Welcome to 2025

Munder Nüjersdag 2025 fram Altidisk!

In case you couldn’t tell, I’ve gotten back on the conlang train over the past year, and I want to use 2025 to ride that train to its next destination. So that’s the big project for the new year, and I’m going to use this post to talk a bit about Altidisk: what it is, why it’s interesting, and why it’s the first time I’m constructing a language explicitly for other people to speak.

Communication and community

Languages are a part of culture. In a very real sense, those who speak a certain language have a shared bond that comes from it, a group distinction that separates them, gives them a way to communicate that recognizes their commonality.

English, being the major language of the world now, lacks that common bond. Because everyone is expected to speak English, or at least know someone who does, those of us who have it as our native language don’t see it as part of our heritage or community. English, alone among the living languages of the world, no longer has an established culture. In that, it’s like Latin after the fall of the Roman Empire, or even Sumerian in ancient times. Long gone are the days where speaking English meant you had some connection to England.

Our native tongue’s closest living relatives don’t have that problem. The other Germanic languages are, by and large, spoken in their traditional homelands and by a small group of expats and colonists, most of whom still remember and respect their ancestry. Germans know they’re German, even in Argentina. Swedes know they’re Swedish, whether they’re in Stockholm or St. Paul. Only English, by virtue of the British Empire’s storied history, has lost what it means to be itself.

That was my first motivation behind Altidisk. Because every Germanic language, while different in many ways, has a lot in common. For that matter, every Germanic culture has a lot in common. We all share a deep instinct, almost like genetic memory, that recalls the way of life our ancestors had 2000 years ago. To be Germanic is to descend from a people who prized courage, family, and honor. Three things, coincidentally enough, that are considered disgraceful or even "toxic" in modern times.

The people’s speech

There are other "auxiliary" languages out there. Indeed, the most well-known conlang of them all, Esperanto, is one such. Add in Ido, Interlingua, and a few less-notable cases, and the space is pretty crowded already. The difference is that Altidisk, unlike Esperanto, isn’t intended to be a world language. Its goal is not to replace English. Instead, I want it to augment the Germanic linguistic cultures, to help rebuild that shared bond.

To that end, the words are derived from Proto-Germanic, the common ancestor of English, German, Dutch, Swedish, and so on. Grammar is derived from the same source, though with a lot more variation due to the way the individual languages evolved. If you speak any of those languages, you’ll be able to get a good idea of what’s being said without even learning…or that’s one of the goals. I don’t know how well it’ll work in practice.

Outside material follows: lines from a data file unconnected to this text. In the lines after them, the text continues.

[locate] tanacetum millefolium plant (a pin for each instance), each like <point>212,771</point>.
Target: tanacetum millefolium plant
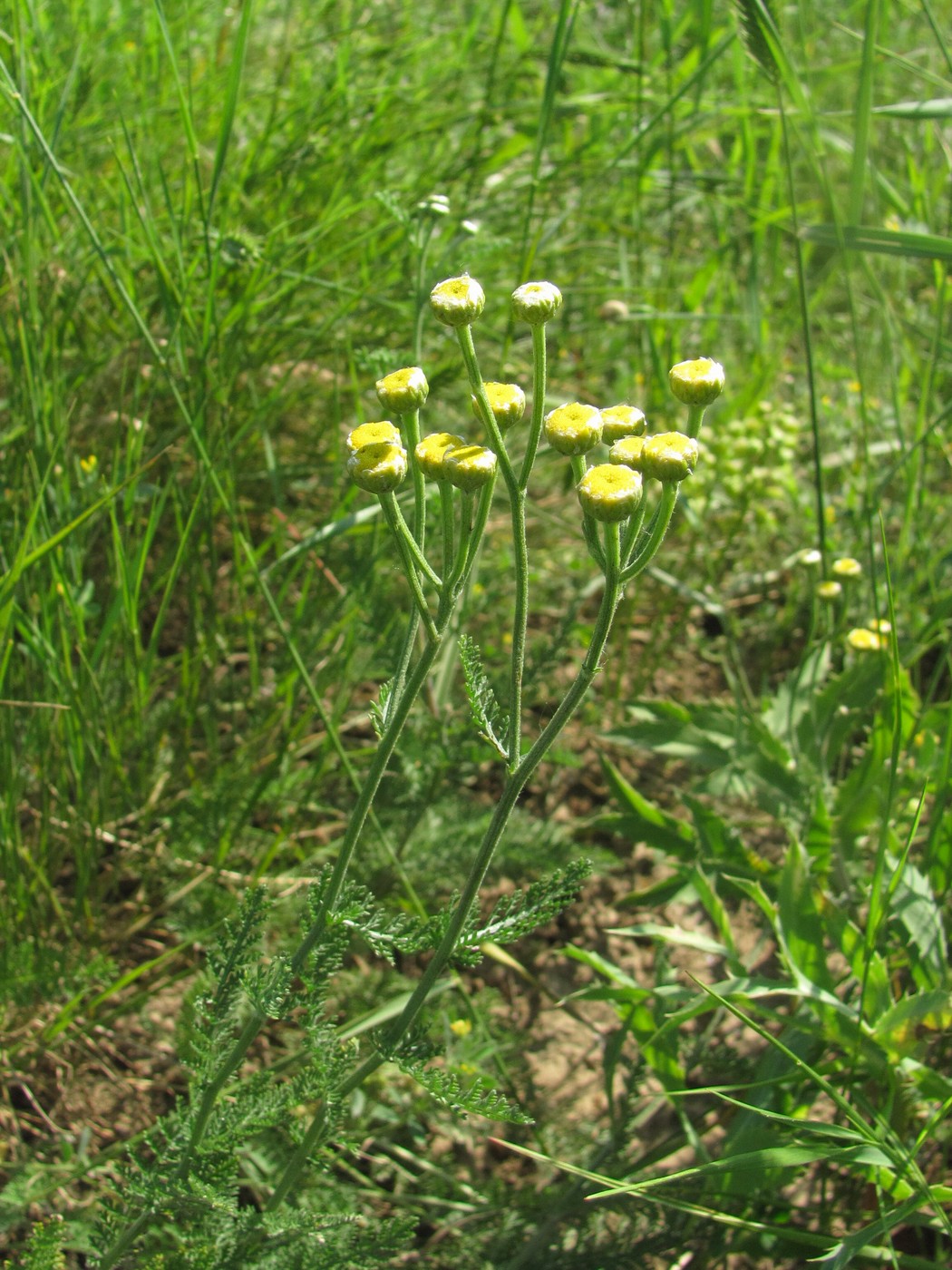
<point>627,488</point>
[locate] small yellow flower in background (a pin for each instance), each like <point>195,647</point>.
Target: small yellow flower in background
<point>535,302</point>
<point>810,558</point>
<point>609,492</point>
<point>863,640</point>
<point>622,421</point>
<point>457,301</point>
<point>372,435</point>
<point>403,390</point>
<point>574,428</point>
<point>847,568</point>
<point>505,400</point>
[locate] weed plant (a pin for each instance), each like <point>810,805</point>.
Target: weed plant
<point>221,226</point>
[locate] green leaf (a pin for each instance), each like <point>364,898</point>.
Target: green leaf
<point>482,700</point>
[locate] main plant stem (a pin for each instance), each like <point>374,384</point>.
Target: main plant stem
<point>511,790</point>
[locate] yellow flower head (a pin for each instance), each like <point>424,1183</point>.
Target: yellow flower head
<point>403,390</point>
<point>698,383</point>
<point>535,302</point>
<point>377,467</point>
<point>505,400</point>
<point>372,435</point>
<point>847,568</point>
<point>469,467</point>
<point>574,428</point>
<point>609,492</point>
<point>669,456</point>
<point>457,301</point>
<point>863,640</point>
<point>622,421</point>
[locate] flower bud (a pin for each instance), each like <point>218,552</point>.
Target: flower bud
<point>622,421</point>
<point>863,640</point>
<point>627,451</point>
<point>609,492</point>
<point>429,453</point>
<point>372,435</point>
<point>469,467</point>
<point>698,383</point>
<point>847,568</point>
<point>574,429</point>
<point>403,390</point>
<point>377,467</point>
<point>505,400</point>
<point>457,301</point>
<point>669,456</point>
<point>536,302</point>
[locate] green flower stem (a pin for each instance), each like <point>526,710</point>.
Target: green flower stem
<point>517,505</point>
<point>631,532</point>
<point>494,832</point>
<point>695,416</point>
<point>588,523</point>
<point>412,427</point>
<point>539,402</point>
<point>659,527</point>
<point>402,530</point>
<point>448,526</point>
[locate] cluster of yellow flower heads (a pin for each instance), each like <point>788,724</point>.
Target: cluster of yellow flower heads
<point>608,492</point>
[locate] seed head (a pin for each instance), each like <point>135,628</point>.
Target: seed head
<point>505,400</point>
<point>669,456</point>
<point>403,390</point>
<point>535,302</point>
<point>377,467</point>
<point>429,453</point>
<point>469,467</point>
<point>609,492</point>
<point>372,435</point>
<point>622,421</point>
<point>574,428</point>
<point>698,383</point>
<point>457,301</point>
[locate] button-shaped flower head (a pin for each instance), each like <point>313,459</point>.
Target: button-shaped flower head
<point>627,451</point>
<point>457,301</point>
<point>505,400</point>
<point>469,467</point>
<point>372,435</point>
<point>377,467</point>
<point>622,421</point>
<point>403,390</point>
<point>431,450</point>
<point>698,383</point>
<point>609,492</point>
<point>669,456</point>
<point>847,568</point>
<point>574,428</point>
<point>536,302</point>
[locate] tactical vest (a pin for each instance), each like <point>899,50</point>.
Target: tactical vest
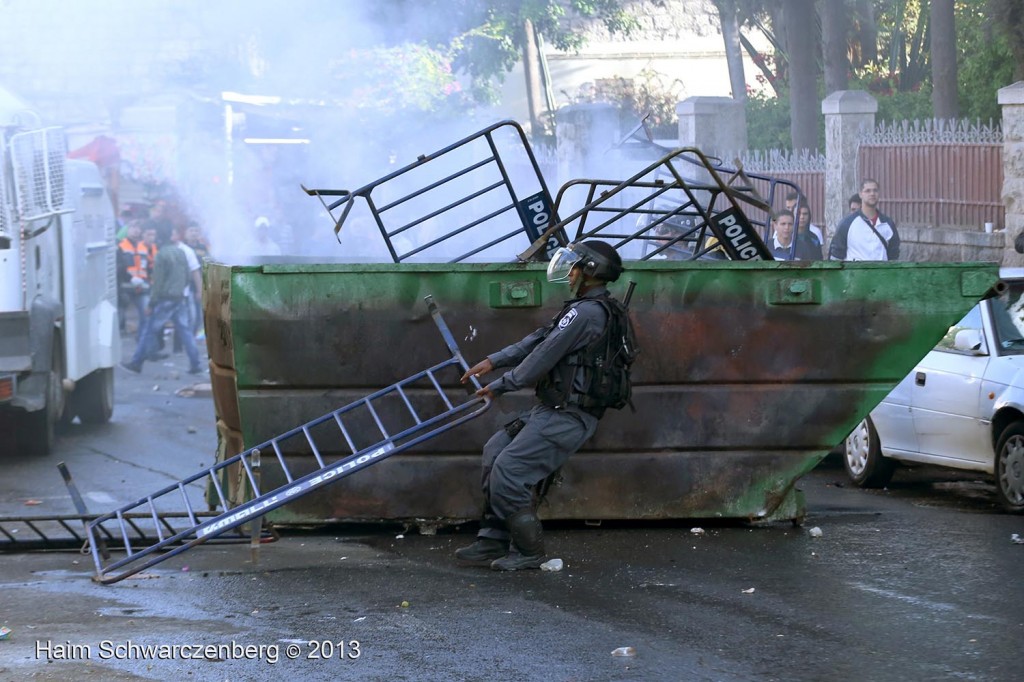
<point>604,365</point>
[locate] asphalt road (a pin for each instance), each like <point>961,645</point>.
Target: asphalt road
<point>916,582</point>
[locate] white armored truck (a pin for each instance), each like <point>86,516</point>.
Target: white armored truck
<point>58,324</point>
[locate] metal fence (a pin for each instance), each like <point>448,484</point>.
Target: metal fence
<point>937,173</point>
<point>805,171</point>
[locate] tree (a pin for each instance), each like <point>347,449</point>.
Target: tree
<point>943,41</point>
<point>803,40</point>
<point>835,44</point>
<point>867,34</point>
<point>728,14</point>
<point>1009,15</point>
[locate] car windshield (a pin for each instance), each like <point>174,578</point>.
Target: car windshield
<point>1008,314</point>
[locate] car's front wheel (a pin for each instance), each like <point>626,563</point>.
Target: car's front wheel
<point>1010,468</point>
<point>863,462</point>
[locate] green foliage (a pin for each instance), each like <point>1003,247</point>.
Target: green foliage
<point>768,121</point>
<point>985,61</point>
<point>489,39</point>
<point>646,95</point>
<point>392,81</point>
<point>894,104</point>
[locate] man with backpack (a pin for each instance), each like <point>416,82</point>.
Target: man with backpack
<point>579,366</point>
<point>868,233</point>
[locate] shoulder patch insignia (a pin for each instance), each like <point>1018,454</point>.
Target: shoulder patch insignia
<point>567,318</point>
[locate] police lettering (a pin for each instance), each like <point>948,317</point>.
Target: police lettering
<point>541,216</point>
<point>738,239</point>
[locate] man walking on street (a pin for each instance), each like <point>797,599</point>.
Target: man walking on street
<point>866,235</point>
<point>535,445</point>
<point>170,276</point>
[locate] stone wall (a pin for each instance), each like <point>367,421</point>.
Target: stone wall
<point>1012,100</point>
<point>925,244</point>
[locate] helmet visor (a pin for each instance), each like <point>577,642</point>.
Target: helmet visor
<point>561,263</point>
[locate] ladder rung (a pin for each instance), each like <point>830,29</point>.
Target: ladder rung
<point>249,472</point>
<point>156,520</point>
<point>409,405</point>
<point>188,509</point>
<point>377,419</point>
<point>281,460</point>
<point>216,486</point>
<point>440,391</point>
<point>344,432</point>
<point>124,534</point>
<point>312,445</point>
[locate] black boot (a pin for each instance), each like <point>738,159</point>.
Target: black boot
<point>527,543</point>
<point>484,549</point>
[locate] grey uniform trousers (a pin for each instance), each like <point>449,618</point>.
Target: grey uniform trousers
<point>513,466</point>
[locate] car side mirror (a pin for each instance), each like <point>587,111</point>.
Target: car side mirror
<point>969,340</point>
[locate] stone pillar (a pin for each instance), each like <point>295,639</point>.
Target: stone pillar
<point>1011,98</point>
<point>847,113</point>
<point>714,125</point>
<point>585,133</point>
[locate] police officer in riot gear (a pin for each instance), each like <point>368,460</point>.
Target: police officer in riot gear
<point>528,450</point>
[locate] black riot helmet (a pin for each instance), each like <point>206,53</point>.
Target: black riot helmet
<point>598,260</point>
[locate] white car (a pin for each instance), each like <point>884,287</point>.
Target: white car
<point>963,406</point>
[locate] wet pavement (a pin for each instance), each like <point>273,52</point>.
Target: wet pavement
<point>920,581</point>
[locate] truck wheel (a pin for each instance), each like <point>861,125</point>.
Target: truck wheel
<point>1010,468</point>
<point>863,462</point>
<point>40,429</point>
<point>94,396</point>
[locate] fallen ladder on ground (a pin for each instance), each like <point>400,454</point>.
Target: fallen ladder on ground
<point>65,531</point>
<point>421,387</point>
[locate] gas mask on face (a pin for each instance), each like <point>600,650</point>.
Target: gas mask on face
<point>561,264</point>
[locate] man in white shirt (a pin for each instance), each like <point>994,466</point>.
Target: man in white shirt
<point>867,235</point>
<point>184,320</point>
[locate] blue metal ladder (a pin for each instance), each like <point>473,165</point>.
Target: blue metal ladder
<point>445,416</point>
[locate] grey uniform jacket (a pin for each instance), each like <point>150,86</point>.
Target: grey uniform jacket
<point>541,351</point>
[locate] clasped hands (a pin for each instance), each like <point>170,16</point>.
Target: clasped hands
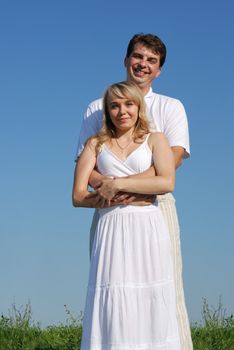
<point>106,193</point>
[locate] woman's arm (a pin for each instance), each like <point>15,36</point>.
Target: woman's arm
<point>162,183</point>
<point>81,197</point>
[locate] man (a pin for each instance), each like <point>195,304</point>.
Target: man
<point>144,59</point>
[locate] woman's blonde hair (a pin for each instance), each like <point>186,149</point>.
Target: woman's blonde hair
<point>129,90</point>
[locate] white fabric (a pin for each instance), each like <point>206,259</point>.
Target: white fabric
<point>131,301</point>
<point>166,114</point>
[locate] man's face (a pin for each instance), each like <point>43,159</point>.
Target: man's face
<point>143,66</point>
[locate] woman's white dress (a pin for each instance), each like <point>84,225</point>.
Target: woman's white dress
<point>130,301</point>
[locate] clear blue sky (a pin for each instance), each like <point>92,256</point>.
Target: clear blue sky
<point>56,56</point>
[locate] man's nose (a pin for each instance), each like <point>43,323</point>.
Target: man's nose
<point>142,61</point>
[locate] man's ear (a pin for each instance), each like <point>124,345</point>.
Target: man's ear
<point>158,73</point>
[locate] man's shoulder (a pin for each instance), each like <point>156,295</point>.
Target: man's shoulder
<point>163,99</point>
<point>96,105</point>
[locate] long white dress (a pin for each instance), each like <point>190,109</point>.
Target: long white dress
<point>130,302</point>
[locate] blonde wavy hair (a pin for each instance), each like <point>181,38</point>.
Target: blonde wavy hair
<point>131,91</point>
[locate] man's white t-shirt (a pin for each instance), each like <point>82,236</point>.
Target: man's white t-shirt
<point>165,114</point>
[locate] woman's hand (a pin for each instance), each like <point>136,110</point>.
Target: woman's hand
<point>108,189</point>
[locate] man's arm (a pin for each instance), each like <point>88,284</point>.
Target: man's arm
<point>179,155</point>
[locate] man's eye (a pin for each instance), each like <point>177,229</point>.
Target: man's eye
<point>136,56</point>
<point>153,61</point>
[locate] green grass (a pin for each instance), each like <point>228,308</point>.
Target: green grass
<point>19,332</point>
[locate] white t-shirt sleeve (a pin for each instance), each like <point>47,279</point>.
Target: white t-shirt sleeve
<point>176,125</point>
<point>91,124</point>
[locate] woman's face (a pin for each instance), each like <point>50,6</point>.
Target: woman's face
<point>123,113</point>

But the other goal, restoring the cohesion of the Germanic peoples, is just as important. That’s why the language is called "Altidisk" in the first place. Tidisk is its own word for "of the people"—cognate to Deutsch and Teutonic, as a matter of fact—and al is just "all". Thus, "language of all peoples", but specifically all the Germanic peoples. (It also self-identifies as the Viterens Folkspaka: "white folks’ speech", with "white" here used to refer specifically to the people around the shores of the North Sea.)

Resolution

As of today, Altidisk has a lexicon of over 4000 words, and over 5000 semantic meanings; there’s a great deal of homophony in the "core" vocabulary, owing to the way words were derived from Proto-Germanic. I also have translations of a few "classic" conlang texts: the Babel Text (Genesis 11:1-9), the Lord’s Prayer (Matthew 6:9-13), and the entirety of McGuffey’s First Eclectic Reader, which has become a kind of exhibition for a budding language.

All told, the corpus is somewhere around 8000 words in total, and I hope to at least double that in the coming year. I also want to do a few more translations, mostly to pin down some of the more obscure corners of the grammar. And then I want to compile that grammar in a format others can use, along with vocabulary lists, lessons, and the like. In short, I’m starting 2025 with the goal that, by the end of it, people—specifically Germanic-descended people—can start communicating in Altidisk.

Then we speakers of English and its cousins can, I hope, find our culture again. And that is a good resolution for the new year.